Just five days before she died, Chris Nichols interviewed Chris about living artfully. The conversation was filmed and edited by Chris Nichols’ son Ric. I found it almost unbearably poignant to watch at first, but I’m sharing it because it’s a wonderful memorial to Chris’s indomitable spirit and creativity.
The diamond-shaped object shown in the film, on which Chris has, in her words, “sprinkled some glitter” – actually gold leaf – is a mort brod, an ancient form of memento mori inspired by one we saw hanging in St Magnus Cathedral in Kirkwall a few years ago.
Chris designed it and made it herself with the help of local artist Nicola Clarke whose extra pair of hands compensated for Chris’s increasing lack of dexterity. It hangs in a window by the front door of Folly Cottage, as a sign of mourning and as a daily reminder of the transience and preciousness of all our lives.

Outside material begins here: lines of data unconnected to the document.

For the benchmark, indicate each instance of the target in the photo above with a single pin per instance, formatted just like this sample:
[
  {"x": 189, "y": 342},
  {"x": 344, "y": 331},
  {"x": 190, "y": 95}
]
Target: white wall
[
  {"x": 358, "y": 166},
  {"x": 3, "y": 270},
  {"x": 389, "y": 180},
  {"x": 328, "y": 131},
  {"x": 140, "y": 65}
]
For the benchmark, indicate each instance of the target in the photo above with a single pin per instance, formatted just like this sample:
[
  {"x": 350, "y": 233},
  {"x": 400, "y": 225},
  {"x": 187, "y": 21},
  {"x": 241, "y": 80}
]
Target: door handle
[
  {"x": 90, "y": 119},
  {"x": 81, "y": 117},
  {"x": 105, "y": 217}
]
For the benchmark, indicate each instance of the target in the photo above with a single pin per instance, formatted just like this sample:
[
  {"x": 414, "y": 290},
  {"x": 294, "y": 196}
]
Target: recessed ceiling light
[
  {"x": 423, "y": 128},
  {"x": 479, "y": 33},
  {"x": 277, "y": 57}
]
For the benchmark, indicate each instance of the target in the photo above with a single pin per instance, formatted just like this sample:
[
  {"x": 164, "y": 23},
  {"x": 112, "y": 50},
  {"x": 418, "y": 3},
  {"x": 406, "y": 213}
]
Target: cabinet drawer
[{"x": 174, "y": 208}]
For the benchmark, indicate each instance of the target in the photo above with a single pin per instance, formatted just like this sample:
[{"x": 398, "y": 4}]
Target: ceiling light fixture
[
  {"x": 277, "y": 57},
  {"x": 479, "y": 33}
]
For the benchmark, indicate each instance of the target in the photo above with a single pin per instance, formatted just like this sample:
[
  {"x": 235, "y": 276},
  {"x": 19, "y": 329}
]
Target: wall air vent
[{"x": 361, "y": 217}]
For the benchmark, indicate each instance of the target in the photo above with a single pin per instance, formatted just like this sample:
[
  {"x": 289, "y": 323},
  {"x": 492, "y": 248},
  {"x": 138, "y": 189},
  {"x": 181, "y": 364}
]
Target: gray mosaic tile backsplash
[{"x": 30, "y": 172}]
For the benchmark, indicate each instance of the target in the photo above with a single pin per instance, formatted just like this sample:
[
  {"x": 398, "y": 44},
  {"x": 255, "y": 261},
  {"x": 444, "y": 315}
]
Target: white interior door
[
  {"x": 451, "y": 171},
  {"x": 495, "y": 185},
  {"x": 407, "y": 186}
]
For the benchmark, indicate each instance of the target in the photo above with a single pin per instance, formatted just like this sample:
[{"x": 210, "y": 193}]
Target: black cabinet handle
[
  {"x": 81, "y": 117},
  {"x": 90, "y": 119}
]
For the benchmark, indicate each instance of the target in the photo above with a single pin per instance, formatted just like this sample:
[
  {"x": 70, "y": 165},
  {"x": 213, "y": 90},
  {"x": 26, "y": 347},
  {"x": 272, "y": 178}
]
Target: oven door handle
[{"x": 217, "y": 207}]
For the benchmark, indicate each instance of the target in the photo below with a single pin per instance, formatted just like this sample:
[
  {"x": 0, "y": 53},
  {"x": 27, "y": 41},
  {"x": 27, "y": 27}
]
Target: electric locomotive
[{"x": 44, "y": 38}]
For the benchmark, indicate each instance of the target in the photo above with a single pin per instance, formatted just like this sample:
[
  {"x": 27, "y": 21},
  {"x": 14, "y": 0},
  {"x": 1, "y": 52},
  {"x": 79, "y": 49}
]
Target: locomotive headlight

In the last few weeks of her life, Chris wrote about the idea of a cosmological self, and what it might mean to more fully acknowledge that we are intrinsically and unavoidably aspects of the infinite and terrible beauty of the universe. Artful as ever, she expressed this expansive sense of belonging – her “juicy edge” – in the images decorating the mort brod, as you can glimpse in the film.
Thank you Chris and Ric Nichols for making this film and allowing us to share it.